We had a ratty old couch, a People's Work Area, and, if you can believe it, some recreational drug use. It was the best possible time and place to work in a bike shop. Andy taught me so many things, but one of the most important was if a bike has a problem, fix it. Troubleshoot the problem, take care of it and get the bike on the sales floor or back to the customer. We fixed all flats "while you wait." Why keep the bike overnight for a flat? We tried to have a 24-hour turn around for all repairs. Andy taught me how to re-build a Sturmey-Archer 3-speed hub, not that I could still do it now.
Erin Kirkpatrick, Swobo's sales manager at Mellow Johnny's in May.

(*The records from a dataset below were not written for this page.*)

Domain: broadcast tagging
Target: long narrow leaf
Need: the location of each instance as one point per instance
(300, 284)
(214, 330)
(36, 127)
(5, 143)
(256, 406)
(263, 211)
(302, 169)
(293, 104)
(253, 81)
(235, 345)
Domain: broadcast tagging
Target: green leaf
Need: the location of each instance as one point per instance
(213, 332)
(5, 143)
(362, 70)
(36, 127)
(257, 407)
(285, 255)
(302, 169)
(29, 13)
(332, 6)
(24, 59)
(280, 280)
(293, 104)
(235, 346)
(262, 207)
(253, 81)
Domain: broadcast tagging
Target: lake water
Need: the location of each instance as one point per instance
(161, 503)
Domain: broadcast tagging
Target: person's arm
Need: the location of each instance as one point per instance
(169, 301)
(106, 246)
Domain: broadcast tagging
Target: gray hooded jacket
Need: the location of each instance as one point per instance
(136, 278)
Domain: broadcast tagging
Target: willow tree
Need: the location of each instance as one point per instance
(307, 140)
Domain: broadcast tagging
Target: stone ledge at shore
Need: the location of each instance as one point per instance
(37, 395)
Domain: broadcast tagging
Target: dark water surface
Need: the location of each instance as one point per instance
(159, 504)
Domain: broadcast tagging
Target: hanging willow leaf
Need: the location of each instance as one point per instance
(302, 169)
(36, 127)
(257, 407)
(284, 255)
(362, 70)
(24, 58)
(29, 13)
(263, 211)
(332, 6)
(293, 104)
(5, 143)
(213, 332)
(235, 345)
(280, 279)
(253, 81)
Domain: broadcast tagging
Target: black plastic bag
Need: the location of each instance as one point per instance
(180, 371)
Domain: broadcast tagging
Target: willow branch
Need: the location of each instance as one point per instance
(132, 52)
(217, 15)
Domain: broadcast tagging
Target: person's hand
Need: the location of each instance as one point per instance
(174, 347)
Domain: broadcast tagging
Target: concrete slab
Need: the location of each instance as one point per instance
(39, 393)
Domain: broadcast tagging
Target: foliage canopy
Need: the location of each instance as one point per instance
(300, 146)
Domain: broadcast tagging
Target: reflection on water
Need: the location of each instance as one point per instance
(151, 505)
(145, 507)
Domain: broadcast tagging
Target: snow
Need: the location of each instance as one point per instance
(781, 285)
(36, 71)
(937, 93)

Your Swobo bikes are stocked and sold at Lance Armstrong's new bike shop, Mellow Johnny's in Austin, Texas. How did that relationship evolve?
We had a relationship with Robbie Brennan, who was the buyer at Lombardi's in San Francisco, before he moved to Austin to manage Mellow Johnny's.
Which Swobo bike is your favourite at the moment?
I have two. The one I rode to work this morning and the last one we sold.
Former Schwinn marketing exec Gregg Bagni recently said that the urban cyclist should be the industry's number one target customer - and not the carbon fibre consumer. Is that how you see things?
Tim Parr founded Swobo clothing in 1991 based on that idea. We started making Swobo bikes two years ago based on that idea. I designed urban bikes for Bianchi for 17 years, most notably the Milano. We agree with Gregg.